Marie Tharp nació en 1920 en Ypsilanti, Michigan, Estados Unidos. Hija única de Bertha Louise Newton y William Edgar Tharp, el trabajo de su padre en la Oficina de Suelos del departamento de Agricultura de Estados Unidos le obligó a llevar una infancia itinerante, durante la cual esta futura geóloga entraría en contacto, si bien no mostrando un interés temprano, con la disciplina científica que marcaría posteriormente su vida.
Así, a la estela del desempeño de su padre, cuya labor requería pasar los inviernos en en sur de los Estados Unidos y los veranos en el norte caracterizando los suelos blandos del territorio, Tharp pasó la mayor parte de sus primeros años asistiendo a más de una docena de escuelas antes de culminar su educación secundaria en Florence, Alabama.
Ingresaría en la Universidad de Ohio en 1939, coqueteando con varias disciplinas hasta que, 6 meses después, descubrió su pasión por la geología de la mano de su mentor, el conocido como Doctor Dow, quien sugirió a Tharp que cultivara la habilidad de dibujar que más tarde le sería tan útil para hacerse un hueco en el ámbito de la geología; una de tantas disciplinas científicas reservadas por entonces en exclusiva a los hombres.

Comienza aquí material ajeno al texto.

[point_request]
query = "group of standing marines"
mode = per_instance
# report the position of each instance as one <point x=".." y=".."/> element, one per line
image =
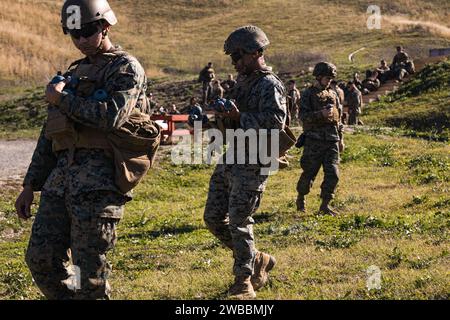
<point x="73" y="167"/>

Durante su último año de Universidad, en respuesta a un anuncio del tablón de su facultad, Tharp accedió a curso de geología acelerado y enfocado a la industria del petróleo, en la cual, debido a marcha de los hombres al frente durante la Segunda Guerra Mundial, existía una gran demanda de trabajadores especializados.
Marie Tharp y el gran debate geológico
Tharp se acercaría profesional y académicamente a la geología en un momento de gran controversia en la disciplina. Apenas 3 décadas antes, el geólogo Alfred Wegener había dado a conocer su teoría de la Deriva Continental, la cual, todavía no aceptada por la comunidad científica, postulaba que las placas tectónicas de la corteza terrestre se desplazaban lentamente sobre el manto de la Tierra.
La geóloga, ya también formada en los campos de la física, la química y las matemáticas, comenzaría trabajando para la compañía Standart Oil, en Tulsa, Estados Unidos, antes de entrar en 1948 a formar parte del laboratorio recién establecido del geofísico y oceanógrafo Maurice Ewing, donde comenzaría realizado trabajos de cálculo y dibujo que muy pronto, por desidia, le harían renunciar voluntariamente de su puesto.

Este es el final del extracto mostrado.